Combitubes are meant to be a BACK-UP airway, when you cant get the ET.

You have a 23 year old 300 lb linebacker who got drunk and fell down a flight of stairs, unresponsive, positive presence of CSF coming out of the ears, with occasional seizure activity. He now resides face down at the bottom of 3 flights of concrete stairs. You have him boarded and collared, and the nice firemen have provided a stokes basket to carry him out in. I would love to see you hold an effective jaw thrust seal with someone else holding adequate cricoid pressure as everyone huffs it up the stairs, out the door, through the yard, and into the ambulance, and then continue to hold it all the way to the hospital.

Oh, and screw the combi-tube. Eat, Drink, Intubate and be merry.

Posted

My friend Asysin2,

Lets get real,

I think you know exactly what I meant. Combitubes ARE in FACT back up airways! If you couldn't bag someone or ET tube someone, you would Combi tube someone, hence "face down in the bottom of a stairwell". That is another use for a back up airway, I did say BACK UP airway, didn't I?? Please don't insult my intelligence!

Posted

Combi-Tubes, LMA's, King LT-D, Cobra PLA's are all fine and good as initial alternatives to bag-mask ventilation, but as soon as an inexperienced operator destroys the soft tissue of the oro-laryngopharynx with a laryngoscope blade, the possibility of any of them working drops dramatically.

If you are thinking you need to use one of these alternates, you really have to consider using it before you attempt to visualize the vocal cords.
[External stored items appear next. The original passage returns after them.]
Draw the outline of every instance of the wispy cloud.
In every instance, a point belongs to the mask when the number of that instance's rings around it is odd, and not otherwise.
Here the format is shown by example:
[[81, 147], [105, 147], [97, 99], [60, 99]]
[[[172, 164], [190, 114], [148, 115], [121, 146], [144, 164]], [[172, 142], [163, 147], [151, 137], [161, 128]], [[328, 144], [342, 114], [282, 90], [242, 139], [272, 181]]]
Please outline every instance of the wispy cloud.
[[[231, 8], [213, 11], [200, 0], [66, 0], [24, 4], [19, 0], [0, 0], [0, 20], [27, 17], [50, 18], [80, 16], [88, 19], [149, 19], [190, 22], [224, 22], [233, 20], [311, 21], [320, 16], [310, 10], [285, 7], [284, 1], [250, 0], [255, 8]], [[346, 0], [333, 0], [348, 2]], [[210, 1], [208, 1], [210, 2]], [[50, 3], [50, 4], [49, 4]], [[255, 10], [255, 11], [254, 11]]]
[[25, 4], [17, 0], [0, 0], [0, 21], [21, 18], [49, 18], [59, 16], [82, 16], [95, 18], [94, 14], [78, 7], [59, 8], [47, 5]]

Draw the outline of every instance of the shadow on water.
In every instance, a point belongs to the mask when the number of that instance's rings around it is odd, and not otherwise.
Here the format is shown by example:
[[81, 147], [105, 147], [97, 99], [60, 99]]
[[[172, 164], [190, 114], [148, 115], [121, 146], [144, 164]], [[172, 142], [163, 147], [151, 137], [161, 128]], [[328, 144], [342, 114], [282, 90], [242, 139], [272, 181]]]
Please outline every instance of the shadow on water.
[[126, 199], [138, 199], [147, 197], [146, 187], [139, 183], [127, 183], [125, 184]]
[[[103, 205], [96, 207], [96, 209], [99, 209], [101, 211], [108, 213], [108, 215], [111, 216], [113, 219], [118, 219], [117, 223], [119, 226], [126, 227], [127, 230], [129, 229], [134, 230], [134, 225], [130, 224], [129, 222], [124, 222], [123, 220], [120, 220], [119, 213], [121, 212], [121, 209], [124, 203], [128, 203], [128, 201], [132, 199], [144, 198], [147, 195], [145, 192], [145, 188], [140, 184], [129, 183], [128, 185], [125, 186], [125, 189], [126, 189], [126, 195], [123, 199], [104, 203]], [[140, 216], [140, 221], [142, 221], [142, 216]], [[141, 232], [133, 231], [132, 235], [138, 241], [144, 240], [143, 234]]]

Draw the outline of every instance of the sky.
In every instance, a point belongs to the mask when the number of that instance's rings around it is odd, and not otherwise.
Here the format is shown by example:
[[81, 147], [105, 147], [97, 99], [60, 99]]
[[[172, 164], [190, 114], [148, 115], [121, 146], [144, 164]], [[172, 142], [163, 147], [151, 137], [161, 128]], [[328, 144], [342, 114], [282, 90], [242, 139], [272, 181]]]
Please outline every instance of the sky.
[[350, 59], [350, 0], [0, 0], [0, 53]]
Waiting until you realize you can't only sets up failure. Once the airway is full of the numerous fluids and materials that are possible, none of these devices are going to work too well.

The guy at the bottom of the stairs, might get a combi-tube until we can get him out, but I'm not going to leave it in place for too long. My EMT might be able to get a combi-tube placed while I am doing other things, but again, it is not going to stay in place very long.

Posted

" but I'm not going to leave it in place for too long. "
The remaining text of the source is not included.